How Can We Be So Wrong About Professional Development?

8 ways workshops fail and how Japan gets it right

Japanese teachers working together in a research lesson study. (Photo: Akihiko Takahashi, courtesy of American RadioWorks)

By now, it’s pretty clear to everyone involved: good professional development is something every educator wants and needs, but few experience PD that is rich, deep, and meaningful.

In a 2013 report called “Teaching the Teacher: Effective Professional Development in an Era of High Stakes Accountability,” the Center for Public Education (CTE) called the mainstay one-stop workshop model “abysmal.”

Stanford University’s Linda Darling-Hammond and the School Redesign Network (SRN) said in 2009’s “Professional Learning in the Learning Profession” that an event that “involved a limited amount of professional development (ranging from 5 to 14 hours) showed no statistically significant effect on learning.”

Despite those findings, and the accompanying research that defines what good professional development looks like, the one-stop workshop remains the most common. And as you’ll see below, two of the most effective PD activities — research and coaching — lag way behind.

According to a National Staff Development Council report by Stanford’s School Redesign Network, a majority of teacher staff development is through the workshop model, widely deemed by researchers and educators alike to have limited value.

Want good PD? Look for these 8 characteristics

Let’s take a look at the characteristics that both the Center for Public Education and the School Redesign Network have established as the standards for good PD. Then we’ll look at a successful model long used by Japan’s educators that fulfills each of them.

  1. The duration of professional development must be significant and ongoing to allow time for teachers to learn a new strategy and grapple with implementation.

Some studies have concluded that teachers may need as many as 50 hours of instruction, practice, and coaching before a new teaching strategy is mastered and implemented in class. — The Center for Public Education

2. There must be support for a teacher during the implementation stage that addresses the specific challenges of changing classroom practice.

3. Teachers’ initial exposure to a concept should not be passive, but rather should engage teachers through varied approaches so they can participate actively in making sense of a new practice.

4. Modeling has been found to be highly effective in helping teachers understand a new practice.

On average, it takes 20 separate instances of practice for a teacher to master a new skill, and this number may increase if a skill is exceptionally complex. — The Center for Public Education

5. The content presented to teachers shouldn’t be generic, but instead specific to the discipline (for middle school and high school teachers) or grade-level (for elementary school teachers).

6. Professional development should focus on student learning and address the teaching of specific curriculum content.

7. Professional development should align with school improvement priorities and goals.

8. Professional development should build strong working relationships among teachers.
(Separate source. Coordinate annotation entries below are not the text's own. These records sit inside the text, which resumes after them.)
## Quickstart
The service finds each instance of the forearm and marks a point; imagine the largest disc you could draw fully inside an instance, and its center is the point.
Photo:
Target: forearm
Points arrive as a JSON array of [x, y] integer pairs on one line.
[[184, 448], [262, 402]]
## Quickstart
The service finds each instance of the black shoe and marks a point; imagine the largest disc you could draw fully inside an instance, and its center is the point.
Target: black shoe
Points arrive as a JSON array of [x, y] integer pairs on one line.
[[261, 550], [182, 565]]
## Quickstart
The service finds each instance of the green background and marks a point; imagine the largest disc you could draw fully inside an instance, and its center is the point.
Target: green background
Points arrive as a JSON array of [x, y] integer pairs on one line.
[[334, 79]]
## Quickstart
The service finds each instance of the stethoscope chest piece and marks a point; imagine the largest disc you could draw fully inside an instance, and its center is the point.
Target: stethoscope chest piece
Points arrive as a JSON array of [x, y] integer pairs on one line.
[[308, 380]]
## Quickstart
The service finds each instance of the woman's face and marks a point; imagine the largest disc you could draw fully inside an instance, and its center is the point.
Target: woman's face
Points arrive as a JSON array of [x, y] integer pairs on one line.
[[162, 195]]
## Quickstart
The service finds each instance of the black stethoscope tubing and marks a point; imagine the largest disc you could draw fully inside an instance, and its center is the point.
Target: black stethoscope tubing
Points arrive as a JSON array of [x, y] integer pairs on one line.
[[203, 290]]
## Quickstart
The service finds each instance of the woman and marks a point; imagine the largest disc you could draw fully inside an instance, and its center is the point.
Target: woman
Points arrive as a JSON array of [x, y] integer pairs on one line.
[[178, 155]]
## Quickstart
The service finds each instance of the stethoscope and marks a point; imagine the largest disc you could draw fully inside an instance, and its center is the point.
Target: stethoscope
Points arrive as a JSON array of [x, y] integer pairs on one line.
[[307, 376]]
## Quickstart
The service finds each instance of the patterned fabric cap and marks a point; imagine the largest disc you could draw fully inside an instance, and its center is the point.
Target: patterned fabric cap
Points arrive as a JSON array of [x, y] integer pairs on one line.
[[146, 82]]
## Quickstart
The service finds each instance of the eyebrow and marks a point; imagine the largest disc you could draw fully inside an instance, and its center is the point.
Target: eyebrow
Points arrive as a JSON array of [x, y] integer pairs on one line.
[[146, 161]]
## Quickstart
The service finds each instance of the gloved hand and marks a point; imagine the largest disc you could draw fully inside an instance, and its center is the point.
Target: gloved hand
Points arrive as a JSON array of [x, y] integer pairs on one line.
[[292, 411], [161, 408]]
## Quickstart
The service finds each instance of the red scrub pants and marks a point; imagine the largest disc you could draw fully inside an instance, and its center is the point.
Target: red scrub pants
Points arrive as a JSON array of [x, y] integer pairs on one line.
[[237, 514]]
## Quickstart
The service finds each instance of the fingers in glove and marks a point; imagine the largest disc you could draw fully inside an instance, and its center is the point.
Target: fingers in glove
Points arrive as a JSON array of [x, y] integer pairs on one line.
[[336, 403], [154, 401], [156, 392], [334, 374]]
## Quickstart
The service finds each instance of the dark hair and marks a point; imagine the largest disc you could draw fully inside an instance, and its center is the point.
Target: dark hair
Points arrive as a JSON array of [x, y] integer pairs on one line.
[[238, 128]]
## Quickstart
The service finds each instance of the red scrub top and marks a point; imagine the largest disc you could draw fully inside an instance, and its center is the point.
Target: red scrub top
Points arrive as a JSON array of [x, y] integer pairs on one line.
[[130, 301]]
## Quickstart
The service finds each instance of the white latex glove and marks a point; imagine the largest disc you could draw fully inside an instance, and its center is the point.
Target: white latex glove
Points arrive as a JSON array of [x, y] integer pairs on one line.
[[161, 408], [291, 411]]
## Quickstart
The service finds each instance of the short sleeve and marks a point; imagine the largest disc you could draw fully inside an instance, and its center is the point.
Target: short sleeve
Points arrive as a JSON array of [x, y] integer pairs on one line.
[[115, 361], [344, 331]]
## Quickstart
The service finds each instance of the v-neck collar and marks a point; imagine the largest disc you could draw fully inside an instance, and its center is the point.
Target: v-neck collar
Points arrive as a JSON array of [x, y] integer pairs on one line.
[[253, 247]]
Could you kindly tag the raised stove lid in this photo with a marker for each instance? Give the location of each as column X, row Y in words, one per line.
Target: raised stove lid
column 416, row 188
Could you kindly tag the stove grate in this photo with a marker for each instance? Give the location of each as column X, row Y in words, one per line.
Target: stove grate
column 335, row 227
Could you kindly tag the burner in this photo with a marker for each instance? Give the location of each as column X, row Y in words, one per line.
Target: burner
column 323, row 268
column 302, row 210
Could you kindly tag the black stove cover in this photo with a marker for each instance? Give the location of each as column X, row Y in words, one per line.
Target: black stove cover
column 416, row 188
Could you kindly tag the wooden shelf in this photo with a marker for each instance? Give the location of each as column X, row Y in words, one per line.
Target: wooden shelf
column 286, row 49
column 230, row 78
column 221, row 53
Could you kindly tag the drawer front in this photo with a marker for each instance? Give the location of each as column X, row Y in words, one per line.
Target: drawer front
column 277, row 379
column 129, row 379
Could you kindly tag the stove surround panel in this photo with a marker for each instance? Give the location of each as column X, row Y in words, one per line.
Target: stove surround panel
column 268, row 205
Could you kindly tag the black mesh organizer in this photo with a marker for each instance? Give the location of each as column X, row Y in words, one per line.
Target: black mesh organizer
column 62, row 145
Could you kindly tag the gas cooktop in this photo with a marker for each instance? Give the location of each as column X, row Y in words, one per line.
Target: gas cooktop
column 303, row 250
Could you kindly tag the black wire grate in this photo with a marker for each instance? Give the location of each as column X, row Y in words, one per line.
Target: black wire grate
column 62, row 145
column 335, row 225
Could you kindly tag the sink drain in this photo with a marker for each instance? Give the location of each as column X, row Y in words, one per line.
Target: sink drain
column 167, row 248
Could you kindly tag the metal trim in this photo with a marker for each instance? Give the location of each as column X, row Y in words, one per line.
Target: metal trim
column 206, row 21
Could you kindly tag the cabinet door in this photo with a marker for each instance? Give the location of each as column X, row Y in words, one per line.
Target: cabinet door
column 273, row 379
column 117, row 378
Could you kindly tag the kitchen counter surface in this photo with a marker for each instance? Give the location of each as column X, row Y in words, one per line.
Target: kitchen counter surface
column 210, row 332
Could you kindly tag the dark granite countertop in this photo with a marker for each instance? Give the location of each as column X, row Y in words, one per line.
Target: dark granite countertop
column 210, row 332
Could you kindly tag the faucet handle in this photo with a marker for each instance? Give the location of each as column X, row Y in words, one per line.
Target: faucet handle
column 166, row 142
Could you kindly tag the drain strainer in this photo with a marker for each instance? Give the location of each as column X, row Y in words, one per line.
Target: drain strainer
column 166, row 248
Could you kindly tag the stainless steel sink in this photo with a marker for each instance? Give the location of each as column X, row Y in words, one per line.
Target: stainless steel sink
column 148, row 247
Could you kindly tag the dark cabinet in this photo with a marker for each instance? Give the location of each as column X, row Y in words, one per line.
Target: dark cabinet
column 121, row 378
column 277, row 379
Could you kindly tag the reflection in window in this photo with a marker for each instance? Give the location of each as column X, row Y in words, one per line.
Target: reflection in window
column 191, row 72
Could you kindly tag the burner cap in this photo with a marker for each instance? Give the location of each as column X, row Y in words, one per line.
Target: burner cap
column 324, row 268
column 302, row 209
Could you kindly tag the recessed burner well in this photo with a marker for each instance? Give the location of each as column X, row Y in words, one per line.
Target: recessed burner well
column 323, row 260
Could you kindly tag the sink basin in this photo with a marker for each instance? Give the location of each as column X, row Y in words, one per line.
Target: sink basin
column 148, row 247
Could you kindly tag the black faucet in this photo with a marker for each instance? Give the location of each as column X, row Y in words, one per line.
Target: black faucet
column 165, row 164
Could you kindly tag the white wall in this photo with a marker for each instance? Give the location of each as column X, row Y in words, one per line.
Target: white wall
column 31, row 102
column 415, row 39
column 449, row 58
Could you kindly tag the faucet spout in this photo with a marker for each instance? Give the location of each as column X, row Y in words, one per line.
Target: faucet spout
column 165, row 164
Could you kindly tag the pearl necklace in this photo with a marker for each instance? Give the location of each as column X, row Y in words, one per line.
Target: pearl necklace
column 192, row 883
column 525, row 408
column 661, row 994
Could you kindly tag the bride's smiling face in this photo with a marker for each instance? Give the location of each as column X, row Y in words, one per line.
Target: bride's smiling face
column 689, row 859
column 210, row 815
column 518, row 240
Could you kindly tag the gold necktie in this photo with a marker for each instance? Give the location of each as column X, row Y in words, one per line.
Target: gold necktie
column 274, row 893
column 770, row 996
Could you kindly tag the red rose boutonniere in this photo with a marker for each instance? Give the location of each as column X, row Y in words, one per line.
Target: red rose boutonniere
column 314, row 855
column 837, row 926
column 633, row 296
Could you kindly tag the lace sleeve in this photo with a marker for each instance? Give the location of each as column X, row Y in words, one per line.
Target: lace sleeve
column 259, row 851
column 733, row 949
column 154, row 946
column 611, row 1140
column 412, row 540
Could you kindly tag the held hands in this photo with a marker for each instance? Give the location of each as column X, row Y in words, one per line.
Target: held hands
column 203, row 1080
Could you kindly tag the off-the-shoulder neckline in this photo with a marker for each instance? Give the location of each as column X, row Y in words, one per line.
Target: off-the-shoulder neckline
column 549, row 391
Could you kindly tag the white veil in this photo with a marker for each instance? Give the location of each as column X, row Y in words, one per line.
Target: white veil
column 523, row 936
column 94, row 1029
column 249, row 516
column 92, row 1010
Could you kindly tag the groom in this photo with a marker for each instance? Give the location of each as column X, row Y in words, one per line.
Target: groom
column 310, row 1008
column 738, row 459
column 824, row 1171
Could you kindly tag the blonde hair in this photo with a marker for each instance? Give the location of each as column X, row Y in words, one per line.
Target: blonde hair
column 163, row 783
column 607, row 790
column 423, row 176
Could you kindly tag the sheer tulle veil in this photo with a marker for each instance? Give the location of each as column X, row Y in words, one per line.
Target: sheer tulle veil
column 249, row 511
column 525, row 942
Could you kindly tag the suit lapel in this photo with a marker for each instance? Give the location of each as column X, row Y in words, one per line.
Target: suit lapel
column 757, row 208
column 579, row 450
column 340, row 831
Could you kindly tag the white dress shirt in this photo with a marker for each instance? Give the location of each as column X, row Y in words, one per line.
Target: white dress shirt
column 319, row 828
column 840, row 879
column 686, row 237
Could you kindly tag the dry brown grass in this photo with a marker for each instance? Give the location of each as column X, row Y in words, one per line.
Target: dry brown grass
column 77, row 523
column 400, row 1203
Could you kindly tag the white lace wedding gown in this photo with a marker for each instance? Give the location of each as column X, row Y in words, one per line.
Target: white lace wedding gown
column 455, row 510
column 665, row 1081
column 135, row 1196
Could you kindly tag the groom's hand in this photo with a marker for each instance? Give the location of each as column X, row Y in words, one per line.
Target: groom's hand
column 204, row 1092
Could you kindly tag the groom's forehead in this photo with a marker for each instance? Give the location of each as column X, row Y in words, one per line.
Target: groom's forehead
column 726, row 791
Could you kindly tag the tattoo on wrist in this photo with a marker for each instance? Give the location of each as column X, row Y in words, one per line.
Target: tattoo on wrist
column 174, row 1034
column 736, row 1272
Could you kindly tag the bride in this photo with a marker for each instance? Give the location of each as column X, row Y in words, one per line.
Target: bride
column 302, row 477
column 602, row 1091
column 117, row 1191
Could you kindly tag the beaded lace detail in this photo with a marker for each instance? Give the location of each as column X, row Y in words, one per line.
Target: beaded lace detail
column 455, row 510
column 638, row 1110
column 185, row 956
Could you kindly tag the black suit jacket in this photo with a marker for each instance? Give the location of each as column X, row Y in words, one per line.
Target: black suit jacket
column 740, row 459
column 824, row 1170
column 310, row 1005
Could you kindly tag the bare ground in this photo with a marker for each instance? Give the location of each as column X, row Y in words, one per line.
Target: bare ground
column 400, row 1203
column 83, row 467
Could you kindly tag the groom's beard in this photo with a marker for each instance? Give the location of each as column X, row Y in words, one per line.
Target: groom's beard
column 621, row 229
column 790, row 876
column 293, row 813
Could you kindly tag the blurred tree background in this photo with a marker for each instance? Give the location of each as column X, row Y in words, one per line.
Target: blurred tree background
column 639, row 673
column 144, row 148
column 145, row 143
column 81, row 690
Deep, meaningful PD — Japan’s lesson study model

It’s not drive-by and it’s definitely not sit-and-get PD — Japan’s lesson study model is embedded, long-term, collegial, specific, and student focused. This one model meets every one of the eight standards listed above.

Read this story on Japan’s lesson study and learn how and why it’s the opposite of the one-day workshops you’ve attended.

Here’s a simple 5-step example of how one might work:

1. Four to six teachers gather to solve a teaching problem that is common to them all.

2. They dig into the latest education research to discover why the problem exists and study why existing methods aren’t working.

3. One teacher delivers the research lesson as the other group members observe all aspects of the lesson, take notes, and perhaps video or audio tape.

Japanese teachers doing lesson study at Oshihara Elementary School in Japan, June 2012. (Photo: Tom McDougal, courtesy of American RadioWorks)

4. During the lesson, the other group members gather and observe evidence. They don’t focus on the teacher’s performance, instead, they look to the students to determine what’s working and what isn’t.

Watch five teachers go through the lesson study process.

5. Follow-up can take weeks or months as group members meet after the lesson to dig deep and refine it, and even study the revised version to further improve it.

Sue Wilder, a national education consultant at the Developmental Studies Center introduced lesson study this way to a group of American teachers: “We are going to work on a lesson and it’s going to be the best lesson we can prepare based on what we know right now and we’re going to try it out.

“Then we’re going spend the time really collecting data on the students and then we’re going to come back and analyze that data and see what in the lesson worked and what in the lesson might we do differently in order to get the desired outcome.” Watch Wilder go through the lesson study process with a group of American teachers in the video.

“Using lesson study to plan lessons is a really powerful way to bring teachers together to plan lessons that they really can’t do on their own,” explains Peter Brunn, director of professional development for the Center for the Collaborative Classroom. “Lesson study allows the teacher to sit with colleagues to reflect on one specific lesson in time and use that as an opportunity to grow their thinking about teaching and learning.”